2023-10-11 01:09:15,581 ----------------------------------------------------------------------------------------------------
2023-10-11 01:09:15,582 MultiCorpus: 1166 train + 165 dev + 415 test sentences
- NER_HIPE_2022 Corpus: 1166 train + 165 dev + 415 test sentences - /root/.flair/datasets/ner_hipe_2022/v2.1/newseye/fi/with_doc_seperator
2023-10-11 01:09:15,582 ----------------------------------------------------------------------------------------------------
2023-10-11 01:09:15,582 Train: 1166 sentences
2023-10-11 01:09:15,582 (train_with_dev=False, train_with_test=False)

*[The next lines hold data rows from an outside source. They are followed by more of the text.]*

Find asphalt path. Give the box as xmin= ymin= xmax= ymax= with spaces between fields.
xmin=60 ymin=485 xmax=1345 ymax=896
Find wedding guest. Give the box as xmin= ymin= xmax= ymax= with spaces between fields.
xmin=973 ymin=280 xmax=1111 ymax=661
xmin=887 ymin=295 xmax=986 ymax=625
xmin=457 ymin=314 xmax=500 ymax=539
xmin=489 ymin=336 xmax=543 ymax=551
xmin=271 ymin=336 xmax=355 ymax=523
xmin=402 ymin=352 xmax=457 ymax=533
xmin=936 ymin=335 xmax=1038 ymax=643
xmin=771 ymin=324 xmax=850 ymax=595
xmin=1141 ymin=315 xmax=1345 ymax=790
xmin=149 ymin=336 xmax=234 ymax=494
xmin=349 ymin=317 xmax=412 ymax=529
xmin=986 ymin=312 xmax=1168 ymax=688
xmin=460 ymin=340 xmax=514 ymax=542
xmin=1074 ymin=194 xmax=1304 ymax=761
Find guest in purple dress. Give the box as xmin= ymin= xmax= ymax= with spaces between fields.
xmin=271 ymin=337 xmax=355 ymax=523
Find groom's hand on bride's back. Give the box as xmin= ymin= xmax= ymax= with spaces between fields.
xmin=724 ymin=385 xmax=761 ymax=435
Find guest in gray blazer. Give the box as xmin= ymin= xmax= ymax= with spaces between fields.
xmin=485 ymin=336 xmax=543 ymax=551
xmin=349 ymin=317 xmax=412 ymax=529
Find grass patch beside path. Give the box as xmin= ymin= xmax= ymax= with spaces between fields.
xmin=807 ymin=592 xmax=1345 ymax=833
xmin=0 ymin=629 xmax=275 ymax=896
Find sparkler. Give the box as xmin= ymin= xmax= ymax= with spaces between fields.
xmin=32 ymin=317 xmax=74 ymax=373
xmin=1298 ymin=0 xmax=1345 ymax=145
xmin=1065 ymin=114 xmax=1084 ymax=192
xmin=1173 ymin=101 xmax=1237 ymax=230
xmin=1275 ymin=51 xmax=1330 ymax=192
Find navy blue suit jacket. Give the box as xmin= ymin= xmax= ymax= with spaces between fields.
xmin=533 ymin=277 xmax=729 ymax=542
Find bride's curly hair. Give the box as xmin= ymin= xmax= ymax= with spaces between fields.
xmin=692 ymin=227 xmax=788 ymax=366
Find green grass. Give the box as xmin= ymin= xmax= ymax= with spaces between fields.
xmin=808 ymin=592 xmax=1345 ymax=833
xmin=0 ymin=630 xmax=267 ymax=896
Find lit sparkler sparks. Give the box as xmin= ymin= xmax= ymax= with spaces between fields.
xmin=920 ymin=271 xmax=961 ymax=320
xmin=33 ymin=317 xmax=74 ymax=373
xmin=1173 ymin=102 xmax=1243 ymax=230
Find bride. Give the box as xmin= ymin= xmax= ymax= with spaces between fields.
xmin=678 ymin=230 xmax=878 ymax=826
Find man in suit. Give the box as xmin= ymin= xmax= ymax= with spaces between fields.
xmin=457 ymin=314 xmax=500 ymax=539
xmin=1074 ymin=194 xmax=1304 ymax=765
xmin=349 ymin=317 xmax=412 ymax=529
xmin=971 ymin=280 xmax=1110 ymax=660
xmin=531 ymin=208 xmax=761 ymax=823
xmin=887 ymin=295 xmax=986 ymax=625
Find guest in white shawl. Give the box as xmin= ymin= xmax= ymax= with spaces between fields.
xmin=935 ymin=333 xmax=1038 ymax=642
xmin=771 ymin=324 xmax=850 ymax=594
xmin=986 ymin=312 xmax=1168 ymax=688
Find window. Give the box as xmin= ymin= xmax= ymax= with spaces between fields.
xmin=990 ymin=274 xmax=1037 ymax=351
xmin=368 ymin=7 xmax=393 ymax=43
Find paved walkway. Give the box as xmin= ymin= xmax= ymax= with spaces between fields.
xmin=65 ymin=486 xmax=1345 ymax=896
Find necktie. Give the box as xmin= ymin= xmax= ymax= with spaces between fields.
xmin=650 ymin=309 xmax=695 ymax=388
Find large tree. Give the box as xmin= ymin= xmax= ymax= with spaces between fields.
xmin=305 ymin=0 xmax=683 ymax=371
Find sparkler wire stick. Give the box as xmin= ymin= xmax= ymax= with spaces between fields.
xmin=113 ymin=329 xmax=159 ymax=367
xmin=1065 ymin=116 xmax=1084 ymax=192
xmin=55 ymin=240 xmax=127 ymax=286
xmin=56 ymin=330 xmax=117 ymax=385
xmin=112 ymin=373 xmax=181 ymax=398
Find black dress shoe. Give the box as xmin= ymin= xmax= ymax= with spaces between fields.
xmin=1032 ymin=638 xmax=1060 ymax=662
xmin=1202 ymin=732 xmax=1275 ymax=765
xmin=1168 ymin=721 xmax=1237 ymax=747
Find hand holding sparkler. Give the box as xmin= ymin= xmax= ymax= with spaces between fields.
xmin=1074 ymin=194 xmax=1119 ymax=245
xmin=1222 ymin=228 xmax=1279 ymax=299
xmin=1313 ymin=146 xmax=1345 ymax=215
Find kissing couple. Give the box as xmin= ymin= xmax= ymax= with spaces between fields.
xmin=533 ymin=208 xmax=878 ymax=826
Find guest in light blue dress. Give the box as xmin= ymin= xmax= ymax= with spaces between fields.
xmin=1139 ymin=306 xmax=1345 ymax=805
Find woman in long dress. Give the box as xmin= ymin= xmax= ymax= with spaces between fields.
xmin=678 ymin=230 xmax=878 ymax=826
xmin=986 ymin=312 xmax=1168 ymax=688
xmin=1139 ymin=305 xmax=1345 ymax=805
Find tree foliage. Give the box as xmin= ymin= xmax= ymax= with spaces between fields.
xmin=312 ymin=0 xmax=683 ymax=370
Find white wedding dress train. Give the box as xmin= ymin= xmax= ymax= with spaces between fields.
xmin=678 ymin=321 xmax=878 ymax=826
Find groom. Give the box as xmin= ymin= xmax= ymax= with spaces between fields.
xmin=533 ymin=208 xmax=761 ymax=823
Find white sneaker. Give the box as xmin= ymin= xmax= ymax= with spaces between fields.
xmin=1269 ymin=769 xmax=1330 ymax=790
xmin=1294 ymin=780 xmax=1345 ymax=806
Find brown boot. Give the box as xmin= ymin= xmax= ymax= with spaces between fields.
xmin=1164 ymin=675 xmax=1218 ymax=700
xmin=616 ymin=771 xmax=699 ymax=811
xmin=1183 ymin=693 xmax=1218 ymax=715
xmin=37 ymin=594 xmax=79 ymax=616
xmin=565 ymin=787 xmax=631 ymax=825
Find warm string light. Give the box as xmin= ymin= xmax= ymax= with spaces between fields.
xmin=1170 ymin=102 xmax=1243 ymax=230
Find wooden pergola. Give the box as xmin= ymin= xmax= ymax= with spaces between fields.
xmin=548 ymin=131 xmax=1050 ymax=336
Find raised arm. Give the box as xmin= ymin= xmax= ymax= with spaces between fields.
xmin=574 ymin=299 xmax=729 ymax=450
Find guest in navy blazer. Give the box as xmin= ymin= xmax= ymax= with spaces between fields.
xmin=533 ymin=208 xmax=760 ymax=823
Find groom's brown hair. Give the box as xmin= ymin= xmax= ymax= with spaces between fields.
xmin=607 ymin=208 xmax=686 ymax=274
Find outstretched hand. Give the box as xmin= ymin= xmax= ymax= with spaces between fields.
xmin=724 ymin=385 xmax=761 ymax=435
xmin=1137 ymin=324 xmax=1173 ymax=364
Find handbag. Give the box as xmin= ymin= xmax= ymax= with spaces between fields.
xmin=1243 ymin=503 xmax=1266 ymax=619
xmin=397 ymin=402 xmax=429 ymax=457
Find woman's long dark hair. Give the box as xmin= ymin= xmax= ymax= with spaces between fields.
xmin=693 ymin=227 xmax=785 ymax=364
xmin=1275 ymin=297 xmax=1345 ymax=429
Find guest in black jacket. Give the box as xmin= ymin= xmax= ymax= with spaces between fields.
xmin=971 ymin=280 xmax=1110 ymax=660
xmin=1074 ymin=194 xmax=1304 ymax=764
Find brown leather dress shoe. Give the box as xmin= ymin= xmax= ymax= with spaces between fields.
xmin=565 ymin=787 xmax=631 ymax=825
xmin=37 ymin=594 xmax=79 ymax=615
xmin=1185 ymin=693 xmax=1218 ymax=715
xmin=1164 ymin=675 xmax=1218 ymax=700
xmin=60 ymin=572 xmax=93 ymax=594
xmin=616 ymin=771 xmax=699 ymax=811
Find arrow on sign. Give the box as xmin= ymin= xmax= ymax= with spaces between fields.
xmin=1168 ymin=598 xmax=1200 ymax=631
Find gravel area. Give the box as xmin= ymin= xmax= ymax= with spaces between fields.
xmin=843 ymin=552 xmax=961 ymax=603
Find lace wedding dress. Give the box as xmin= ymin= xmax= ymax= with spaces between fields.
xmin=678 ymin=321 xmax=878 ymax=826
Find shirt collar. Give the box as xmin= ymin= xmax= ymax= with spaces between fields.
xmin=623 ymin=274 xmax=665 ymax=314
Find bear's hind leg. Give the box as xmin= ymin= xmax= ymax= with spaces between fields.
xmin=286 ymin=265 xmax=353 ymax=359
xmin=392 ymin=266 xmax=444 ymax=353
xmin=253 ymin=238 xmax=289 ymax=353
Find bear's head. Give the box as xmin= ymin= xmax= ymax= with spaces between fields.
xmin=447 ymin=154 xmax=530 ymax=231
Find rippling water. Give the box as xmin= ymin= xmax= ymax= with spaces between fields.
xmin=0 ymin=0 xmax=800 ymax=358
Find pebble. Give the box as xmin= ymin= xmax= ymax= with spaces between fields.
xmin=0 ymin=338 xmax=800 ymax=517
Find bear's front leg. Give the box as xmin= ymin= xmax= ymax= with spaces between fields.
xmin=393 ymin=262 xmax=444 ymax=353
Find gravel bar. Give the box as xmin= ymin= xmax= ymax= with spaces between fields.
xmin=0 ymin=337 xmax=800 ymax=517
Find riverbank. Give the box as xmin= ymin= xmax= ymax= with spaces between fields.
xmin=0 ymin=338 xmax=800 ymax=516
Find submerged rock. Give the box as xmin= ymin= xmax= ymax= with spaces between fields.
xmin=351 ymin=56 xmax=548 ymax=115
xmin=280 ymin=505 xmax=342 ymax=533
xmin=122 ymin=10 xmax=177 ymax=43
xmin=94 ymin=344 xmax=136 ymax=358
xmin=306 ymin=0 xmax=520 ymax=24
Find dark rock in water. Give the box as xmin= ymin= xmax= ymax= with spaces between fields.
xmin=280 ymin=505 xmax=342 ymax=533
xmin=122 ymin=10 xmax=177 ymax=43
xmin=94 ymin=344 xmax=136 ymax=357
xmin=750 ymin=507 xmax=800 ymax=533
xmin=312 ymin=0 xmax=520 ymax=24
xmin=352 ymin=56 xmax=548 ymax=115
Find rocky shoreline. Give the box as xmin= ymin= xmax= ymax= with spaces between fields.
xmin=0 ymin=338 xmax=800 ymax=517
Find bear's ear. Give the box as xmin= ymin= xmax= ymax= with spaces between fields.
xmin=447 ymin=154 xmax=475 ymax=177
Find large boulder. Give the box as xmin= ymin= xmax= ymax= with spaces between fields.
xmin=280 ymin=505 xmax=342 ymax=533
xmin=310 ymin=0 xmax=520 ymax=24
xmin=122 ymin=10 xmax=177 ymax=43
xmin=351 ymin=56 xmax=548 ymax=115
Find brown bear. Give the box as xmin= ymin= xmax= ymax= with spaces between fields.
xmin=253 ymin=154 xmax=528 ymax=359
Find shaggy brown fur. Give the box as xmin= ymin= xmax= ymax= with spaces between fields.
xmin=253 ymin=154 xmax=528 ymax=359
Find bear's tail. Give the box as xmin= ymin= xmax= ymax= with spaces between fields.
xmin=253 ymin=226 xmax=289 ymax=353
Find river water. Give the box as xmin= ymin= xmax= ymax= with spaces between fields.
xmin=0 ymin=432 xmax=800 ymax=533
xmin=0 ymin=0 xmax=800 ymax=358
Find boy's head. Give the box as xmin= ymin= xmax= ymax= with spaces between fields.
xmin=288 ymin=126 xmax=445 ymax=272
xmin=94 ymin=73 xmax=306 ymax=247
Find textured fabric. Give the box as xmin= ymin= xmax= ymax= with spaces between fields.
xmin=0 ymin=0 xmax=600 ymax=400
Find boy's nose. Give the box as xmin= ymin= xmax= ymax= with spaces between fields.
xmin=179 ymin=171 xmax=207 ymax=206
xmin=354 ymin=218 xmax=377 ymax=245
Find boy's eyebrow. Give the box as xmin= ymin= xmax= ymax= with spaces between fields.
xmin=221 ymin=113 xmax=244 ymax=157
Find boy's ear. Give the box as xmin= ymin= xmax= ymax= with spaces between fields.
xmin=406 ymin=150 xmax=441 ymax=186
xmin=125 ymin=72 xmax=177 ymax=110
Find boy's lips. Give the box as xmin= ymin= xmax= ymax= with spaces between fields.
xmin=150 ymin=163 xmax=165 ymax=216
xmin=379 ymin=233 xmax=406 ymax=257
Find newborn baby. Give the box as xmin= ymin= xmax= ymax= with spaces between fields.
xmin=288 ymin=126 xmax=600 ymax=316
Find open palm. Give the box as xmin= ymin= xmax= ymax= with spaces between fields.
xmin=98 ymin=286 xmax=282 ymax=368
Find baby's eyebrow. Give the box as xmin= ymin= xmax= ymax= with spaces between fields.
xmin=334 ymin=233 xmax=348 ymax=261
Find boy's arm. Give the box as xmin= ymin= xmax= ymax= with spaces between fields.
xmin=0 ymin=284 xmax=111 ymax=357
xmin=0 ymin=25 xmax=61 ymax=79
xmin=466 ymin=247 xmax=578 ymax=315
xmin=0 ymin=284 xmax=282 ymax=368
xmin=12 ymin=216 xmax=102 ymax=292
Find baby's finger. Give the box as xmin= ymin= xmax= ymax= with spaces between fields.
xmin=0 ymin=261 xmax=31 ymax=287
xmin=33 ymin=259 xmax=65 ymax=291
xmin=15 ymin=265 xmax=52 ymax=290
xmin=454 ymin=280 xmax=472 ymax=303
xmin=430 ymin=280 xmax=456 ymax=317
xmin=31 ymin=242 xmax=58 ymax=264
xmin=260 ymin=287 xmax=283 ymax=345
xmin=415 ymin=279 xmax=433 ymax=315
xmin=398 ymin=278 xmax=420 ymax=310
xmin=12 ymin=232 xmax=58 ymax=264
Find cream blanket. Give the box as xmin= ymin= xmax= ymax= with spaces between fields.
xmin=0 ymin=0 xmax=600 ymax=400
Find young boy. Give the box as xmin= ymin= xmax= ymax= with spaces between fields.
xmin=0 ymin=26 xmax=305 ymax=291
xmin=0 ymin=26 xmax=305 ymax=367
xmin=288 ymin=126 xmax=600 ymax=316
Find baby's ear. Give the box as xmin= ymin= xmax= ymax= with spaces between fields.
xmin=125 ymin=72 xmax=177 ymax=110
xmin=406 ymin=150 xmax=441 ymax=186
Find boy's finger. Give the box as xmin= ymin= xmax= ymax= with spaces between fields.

2023-10-11 01:09:15,582 ----------------------------------------------------------------------------------------------------
2023-10-11 01:09:15,582 Training Params:
2023-10-11 01:09:15,582 - learning_rate: "0.00016"
2023-10-11 01:09:15,582 - mini_batch_size: "4"
2023-10-11 01:09:15,582 - max_epochs: "10"
2023-10-11 01:09:15,582 - shuffle: "True"
2023-10-11 01:09:15,582 ----------------------------------------------------------------------------------------------------
2023-10-11 01:09:15,582 Plugins:
2023-10-11 01:09:15,582 - TensorboardLogger
2023-10-11 01:09:15,583 - LinearScheduler | warmup_fraction: '0.1'
2023-10-11 01:09:15,583 ----------------------------------------------------------------------------------------------------
2023-10-11 01:09:15,583 Final evaluation on model from best epoch (best-model.pt)
2023-10-11 01:09:15,583 - metric: "('micro avg', 'f1-score')"
2023-10-11 01:09:15,583 ----------------------------------------------------------------------------------------------------
2023-10-11 01:09:15,583 Computation:
2023-10-11 01:09:15,583 - compute on device: cuda:0
2023-10-11 01:09:15,583 - embedding storage: none
2023-10-11 01:09:15,583 ----------------------------------------------------------------------------------------------------
2023-10-11 01:09:15,583 Model training base path: "hmbench-newseye/fi-hmbyt5-preliminary/byt5-small-historic-multilingual-span20-flax-bs4-wsFalse-e10-lr0.00016-poolingfirst-layers-1-crfFalse-3"
2023-10-11 01:09:15,583 ----------------------------------------------------------------------------------------------------
2023-10-11 01:09:15,583 ----------------------------------------------------------------------------------------------------
2023-10-11 01:09:15,583 Logging anything other than scalars to TensorBoard is currently not supported.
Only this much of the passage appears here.